Investment News (which is sort of like People magazine for investment folks) in its April 20, 2010 issue reports that life insurance sales are booming in the first quarter of this year. This is not a surprise. I’ve been touting its benefits for years.
Since when did life insurance get so sexy?
The problem is that people often think of life insurance as another one of those things that you have to buy when you become a grown up, get married and have children. It is yet another annual expense that seemingly has no value at all unless one dies. Then to add insult to injury, the dead person doesn’t even get to use the death benefit proceeds. It’s no wonder that people joke that life insurance is designed to keep you broke while you’re alive so you can die rich.
If this is your belief system, you might need to get your mind right. In all honesty, there’s some truth to the above statement. If you have young children, business partners, or dependents, you do need life insurance so that if you die, there are assets available to support them. Or, if you stand to die with more than $1 million, then you might want the money to pay estate taxes. In any event, you’re buying the policy for death benefit purposes.

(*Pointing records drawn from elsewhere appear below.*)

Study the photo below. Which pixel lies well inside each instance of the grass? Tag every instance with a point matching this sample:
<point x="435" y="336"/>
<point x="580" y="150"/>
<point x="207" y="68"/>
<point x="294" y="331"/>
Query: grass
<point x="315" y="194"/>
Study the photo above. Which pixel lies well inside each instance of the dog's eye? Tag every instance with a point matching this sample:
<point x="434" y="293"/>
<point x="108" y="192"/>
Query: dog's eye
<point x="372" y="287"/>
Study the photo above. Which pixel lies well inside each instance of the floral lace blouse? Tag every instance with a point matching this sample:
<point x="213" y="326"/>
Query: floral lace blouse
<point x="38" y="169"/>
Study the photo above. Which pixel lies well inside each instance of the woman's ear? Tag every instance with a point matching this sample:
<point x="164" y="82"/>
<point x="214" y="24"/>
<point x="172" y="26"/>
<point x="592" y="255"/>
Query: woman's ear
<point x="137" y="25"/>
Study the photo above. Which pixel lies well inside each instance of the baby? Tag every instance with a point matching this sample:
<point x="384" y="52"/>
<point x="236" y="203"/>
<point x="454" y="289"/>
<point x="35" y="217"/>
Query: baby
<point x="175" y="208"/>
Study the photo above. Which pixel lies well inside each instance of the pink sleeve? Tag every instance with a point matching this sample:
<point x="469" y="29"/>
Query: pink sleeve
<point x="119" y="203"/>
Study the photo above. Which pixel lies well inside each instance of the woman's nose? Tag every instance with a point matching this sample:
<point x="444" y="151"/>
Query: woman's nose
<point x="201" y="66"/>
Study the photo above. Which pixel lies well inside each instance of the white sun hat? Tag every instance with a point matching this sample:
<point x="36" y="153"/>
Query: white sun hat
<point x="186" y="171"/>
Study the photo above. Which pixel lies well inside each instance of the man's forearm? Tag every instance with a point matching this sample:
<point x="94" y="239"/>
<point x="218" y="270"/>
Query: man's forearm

But you can buy life insurance for life benefit purposes, and this is where people are missing the opportunity. The article quoted a planner saying that “There are people who are making at least $250,000 a year and who will be targeted for higher taxes…. Cash value insurance is a Roth IRA for rich people, and they can tap that money judiciously.” This is a true statement. Cash value life insurance contracts are one place where you can grow money tax-free (well, tax-deferred if you want to get technical) and access it tax-free (if the contract is created and funded properly). I spend my days showing people how to create tax-free retirement income, create buckets of money to meet education funding goals and disability income supplementation, and how to create “Roth IRAs on steroids” for employees who can’t put enough money away in their company’s retirement plans or business owners who have not adequately saved for retirement. I show people how to keep their social security benefits from being taxed. I show people how not to outlive their money. Life insurance, believe it or not, can play a huge role in making that plan work.